In football, questions around the long‑term effects of heading the ball have been asked for decades. At Loughborough University’s Sports Technology Institute, researcher Ieuan Phillips is focused on understanding what happens over time – not just in moments of obvious or acute injury.
Funded by the FA, the project examines the cumulative impact of repetitive, lower‑level head contacts: the kind experienced during routine heading rather than heavy collisions. The research tested balls used across different eras of the game against an advanced surrogate head model at match speeds. Using a specialist pressure sensor positioned inside the model, the team identified a previously unreported pressure wave that directs energy into the frontal region of the brain, adding a new layer to how heading impacts are understood.
We worked with the Sports Technology Institute team to create a series of ultra‑short animations – each between two and six seconds long – to support Ieuan as he presented these findings.
The subject matter was serious, nuanced and understandably sensitive. Research like this sits at the intersection of science, public concern and intense media attention. Our role was not to dramatise or oversimplify, but to communicate the findings clearly, accurately and responsibly to a non‑scientific audience.

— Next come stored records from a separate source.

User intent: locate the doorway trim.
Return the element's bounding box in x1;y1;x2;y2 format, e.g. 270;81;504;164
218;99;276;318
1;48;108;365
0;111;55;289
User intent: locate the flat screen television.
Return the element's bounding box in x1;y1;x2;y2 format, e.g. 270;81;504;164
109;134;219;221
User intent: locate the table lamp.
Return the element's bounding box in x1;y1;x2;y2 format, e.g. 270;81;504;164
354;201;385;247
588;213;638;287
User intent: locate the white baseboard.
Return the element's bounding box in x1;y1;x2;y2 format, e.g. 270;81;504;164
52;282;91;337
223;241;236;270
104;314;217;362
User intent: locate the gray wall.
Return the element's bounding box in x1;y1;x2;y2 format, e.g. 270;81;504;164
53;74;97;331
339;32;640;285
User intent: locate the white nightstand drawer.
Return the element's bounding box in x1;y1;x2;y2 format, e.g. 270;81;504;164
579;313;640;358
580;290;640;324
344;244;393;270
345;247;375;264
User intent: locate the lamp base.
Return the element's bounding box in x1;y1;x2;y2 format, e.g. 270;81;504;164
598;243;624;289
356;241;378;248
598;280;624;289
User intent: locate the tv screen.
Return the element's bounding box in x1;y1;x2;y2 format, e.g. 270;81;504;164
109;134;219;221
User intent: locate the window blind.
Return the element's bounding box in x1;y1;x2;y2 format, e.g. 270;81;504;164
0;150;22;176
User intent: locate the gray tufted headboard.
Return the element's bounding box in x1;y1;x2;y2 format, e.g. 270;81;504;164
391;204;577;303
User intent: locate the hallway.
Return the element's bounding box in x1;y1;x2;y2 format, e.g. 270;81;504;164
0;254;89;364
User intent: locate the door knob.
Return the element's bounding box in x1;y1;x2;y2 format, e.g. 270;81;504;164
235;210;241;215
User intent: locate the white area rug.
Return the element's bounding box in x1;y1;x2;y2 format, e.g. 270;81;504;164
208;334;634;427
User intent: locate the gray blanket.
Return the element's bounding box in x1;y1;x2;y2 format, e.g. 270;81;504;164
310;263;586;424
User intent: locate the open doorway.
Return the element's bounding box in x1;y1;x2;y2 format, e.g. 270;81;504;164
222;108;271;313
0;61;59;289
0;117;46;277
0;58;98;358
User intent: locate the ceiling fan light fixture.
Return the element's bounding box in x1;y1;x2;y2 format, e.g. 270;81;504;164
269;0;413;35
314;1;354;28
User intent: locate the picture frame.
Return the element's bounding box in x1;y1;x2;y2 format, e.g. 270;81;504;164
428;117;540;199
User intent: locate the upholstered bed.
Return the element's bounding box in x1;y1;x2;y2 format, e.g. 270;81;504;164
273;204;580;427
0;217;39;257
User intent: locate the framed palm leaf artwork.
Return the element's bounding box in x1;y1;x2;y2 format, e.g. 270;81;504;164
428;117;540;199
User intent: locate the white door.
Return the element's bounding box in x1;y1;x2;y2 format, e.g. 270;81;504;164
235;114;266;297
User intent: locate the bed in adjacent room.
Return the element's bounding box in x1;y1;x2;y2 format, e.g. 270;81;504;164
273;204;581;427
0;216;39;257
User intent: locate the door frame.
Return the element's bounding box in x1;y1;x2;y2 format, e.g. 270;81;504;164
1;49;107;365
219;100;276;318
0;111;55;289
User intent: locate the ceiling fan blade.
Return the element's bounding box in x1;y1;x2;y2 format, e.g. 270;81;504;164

Rather than producing a single explainer film, we developed a suite of simple, repeatable visual cues. The animation style was deliberately restrained: clean, flat graphics, limited colour palettes and abstracted forms rather than literal anatomy. Movement was subtle and purposeful, using gentle easing and looping actions to suggest impact, repetition and cumulative change without tipping into alarmism.
Each animation was designed to be instantly readable while Ieuan was speaking. They appeared briefly to reinforce a key idea, then stepped back out of view. No sound, no unnecessary detail – just enough motion to support understanding without distracting from the research.
Accuracy mattered at every stage. We worked closely with the Sports Technology Institute team to sense‑check every transition and implication, while stripping visuals back to their essentials. In a space where headlines can easily outpace evidence, these animations helped anchor the conversation, adding clarity, supporting nuance and keeping the science firmly at the centre of the story.